Switching to the PPF analysis, researchers found larger decreases in ppFVC among patients receiving placebo vs. both admilparant doses at 26 weeks (placebo, –4.3% vs. 30 mg, –2.9% vs. 60 mg, –1.1%), revealing a treatment difference of 3.2% (95% CI, 0.7-5.7) between 60 mg and placebo.
“Further studies are needed to understand why 30 mg admilparant had a treatment effect in the PPF cohort but not in the IPF cohort,” Corte and colleagues wrote.
Notably, in both analyses, patients assigned admilparant continued to show less decline in ppFVC compared with the placebo group regardless of use of background antifibrotics.

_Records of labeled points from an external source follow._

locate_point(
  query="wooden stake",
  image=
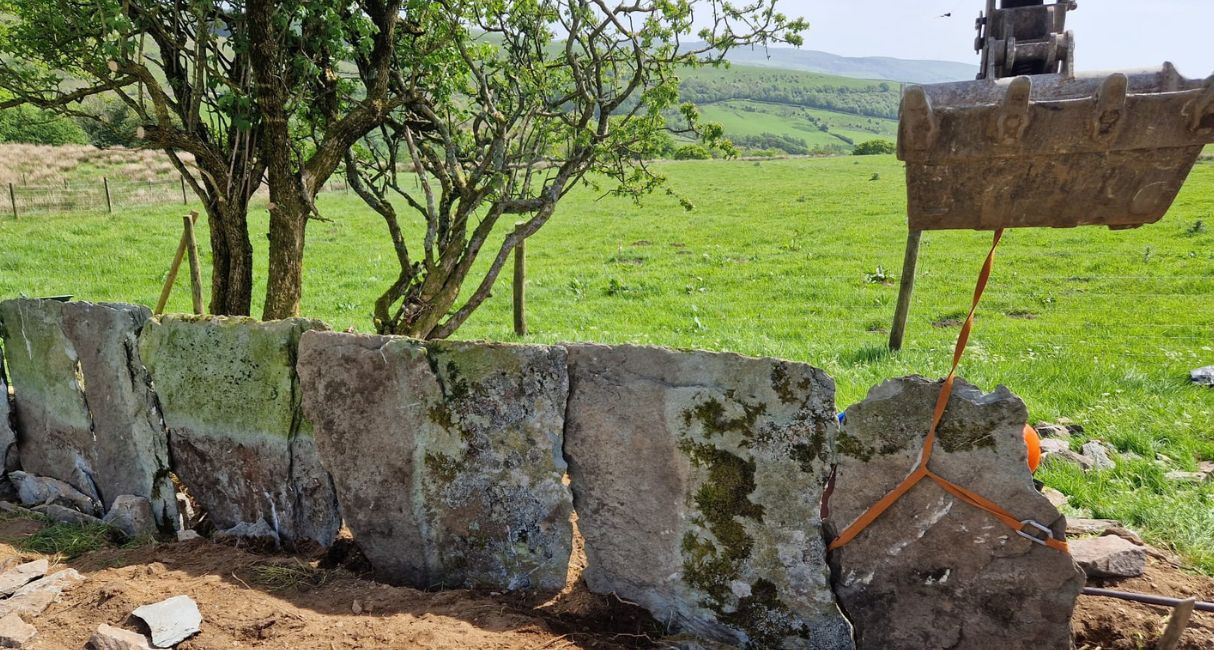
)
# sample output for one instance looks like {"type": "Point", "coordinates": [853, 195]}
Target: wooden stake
{"type": "Point", "coordinates": [1176, 625]}
{"type": "Point", "coordinates": [196, 271]}
{"type": "Point", "coordinates": [172, 269]}
{"type": "Point", "coordinates": [520, 284]}
{"type": "Point", "coordinates": [909, 263]}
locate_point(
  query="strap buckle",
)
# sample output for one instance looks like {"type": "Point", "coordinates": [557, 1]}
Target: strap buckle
{"type": "Point", "coordinates": [1036, 527]}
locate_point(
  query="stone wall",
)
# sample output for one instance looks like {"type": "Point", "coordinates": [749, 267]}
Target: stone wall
{"type": "Point", "coordinates": [698, 479]}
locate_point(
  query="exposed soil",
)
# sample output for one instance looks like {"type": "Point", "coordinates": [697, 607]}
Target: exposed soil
{"type": "Point", "coordinates": [273, 602]}
{"type": "Point", "coordinates": [283, 603]}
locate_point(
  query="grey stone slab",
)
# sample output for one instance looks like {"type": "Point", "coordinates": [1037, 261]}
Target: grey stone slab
{"type": "Point", "coordinates": [932, 571]}
{"type": "Point", "coordinates": [54, 425]}
{"type": "Point", "coordinates": [447, 456]}
{"type": "Point", "coordinates": [697, 480]}
{"type": "Point", "coordinates": [239, 442]}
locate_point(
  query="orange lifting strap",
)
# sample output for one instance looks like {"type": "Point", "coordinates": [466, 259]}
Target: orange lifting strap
{"type": "Point", "coordinates": [1032, 530]}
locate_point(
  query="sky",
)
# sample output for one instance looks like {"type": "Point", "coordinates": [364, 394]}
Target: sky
{"type": "Point", "coordinates": [1110, 34]}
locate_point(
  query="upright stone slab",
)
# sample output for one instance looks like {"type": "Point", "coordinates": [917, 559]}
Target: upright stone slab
{"type": "Point", "coordinates": [54, 427]}
{"type": "Point", "coordinates": [446, 456]}
{"type": "Point", "coordinates": [9, 457]}
{"type": "Point", "coordinates": [230, 396]}
{"type": "Point", "coordinates": [130, 450]}
{"type": "Point", "coordinates": [934, 571]}
{"type": "Point", "coordinates": [697, 480]}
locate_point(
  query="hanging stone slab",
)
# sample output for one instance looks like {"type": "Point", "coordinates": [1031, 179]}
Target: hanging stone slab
{"type": "Point", "coordinates": [86, 410]}
{"type": "Point", "coordinates": [446, 456]}
{"type": "Point", "coordinates": [54, 427]}
{"type": "Point", "coordinates": [239, 442]}
{"type": "Point", "coordinates": [697, 480]}
{"type": "Point", "coordinates": [932, 571]}
{"type": "Point", "coordinates": [10, 458]}
{"type": "Point", "coordinates": [130, 453]}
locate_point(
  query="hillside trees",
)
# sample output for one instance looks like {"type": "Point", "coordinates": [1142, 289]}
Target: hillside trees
{"type": "Point", "coordinates": [516, 103]}
{"type": "Point", "coordinates": [253, 89]}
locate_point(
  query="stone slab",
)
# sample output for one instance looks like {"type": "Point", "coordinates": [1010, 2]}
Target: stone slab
{"type": "Point", "coordinates": [10, 458]}
{"type": "Point", "coordinates": [447, 457]}
{"type": "Point", "coordinates": [54, 425]}
{"type": "Point", "coordinates": [932, 571]}
{"type": "Point", "coordinates": [239, 442]}
{"type": "Point", "coordinates": [697, 480]}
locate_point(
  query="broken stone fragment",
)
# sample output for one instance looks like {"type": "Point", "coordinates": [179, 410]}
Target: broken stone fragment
{"type": "Point", "coordinates": [56, 582]}
{"type": "Point", "coordinates": [114, 638]}
{"type": "Point", "coordinates": [66, 515]}
{"type": "Point", "coordinates": [1108, 557]}
{"type": "Point", "coordinates": [239, 442]}
{"type": "Point", "coordinates": [132, 515]}
{"type": "Point", "coordinates": [697, 479]}
{"type": "Point", "coordinates": [934, 571]}
{"type": "Point", "coordinates": [446, 456]}
{"type": "Point", "coordinates": [1099, 454]}
{"type": "Point", "coordinates": [18, 576]}
{"type": "Point", "coordinates": [45, 491]}
{"type": "Point", "coordinates": [171, 621]}
{"type": "Point", "coordinates": [15, 632]}
{"type": "Point", "coordinates": [1079, 526]}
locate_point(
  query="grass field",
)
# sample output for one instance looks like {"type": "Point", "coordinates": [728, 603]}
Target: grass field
{"type": "Point", "coordinates": [778, 259]}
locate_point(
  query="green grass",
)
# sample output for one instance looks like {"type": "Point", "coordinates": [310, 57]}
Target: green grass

Among the three treatment groups of patients with IPF, the rate of one or more treatment-emergent adverse events was highest among those receiving placebo (80.4%), followed by those receiving the 30 mg dose (75.8%) and those receiving the 60 mg dose (74.2%).
In slight contrast, the rate of one or more treatment-emergent adverse events among patients with PPF was highest in the 30 mg group (82.5%), followed by the placebo group (78%) and the 60 mg group (66.7%).
Researchers reported nine total deaths due to treatment-related adverse events in the IPF treatment groups — two in the placebo group, three in the 30 mg group and four in the 60 mg group. In the PPF analysis, none of the patients in either of the admilparant groups died, whereas three patients from the placebo group died.
According to the study, the most frequent treatment-emergent adverse event in each of the treatment groups in both the IPF and PPF analyses was diarrhea. When divided into patients using vs. not using background antifibrotics, researchers found a higher proportion of patients on background antifibrotics experiencing this event in the IPF analysis (using vs. not using antifibrotics: 30 mg, 13% vs. 7%; 60 mg, 13% vs. 7%; placebo, 16% vs. 3%) and the PPF analysis (30 mg, 13% vs. 16%; 60 mg, 13% vs. 4%; placebo, 40% vs. 0%).
In terms of blood pressure, researchers reported larger transient drops among patients receiving admilparant vs. placebo following dosing on day 1.
“These findings support further evaluation of admilparant as a therapeutic option for patients with IPF and PPF in phase 3 trials,” Corte and colleagues wrote.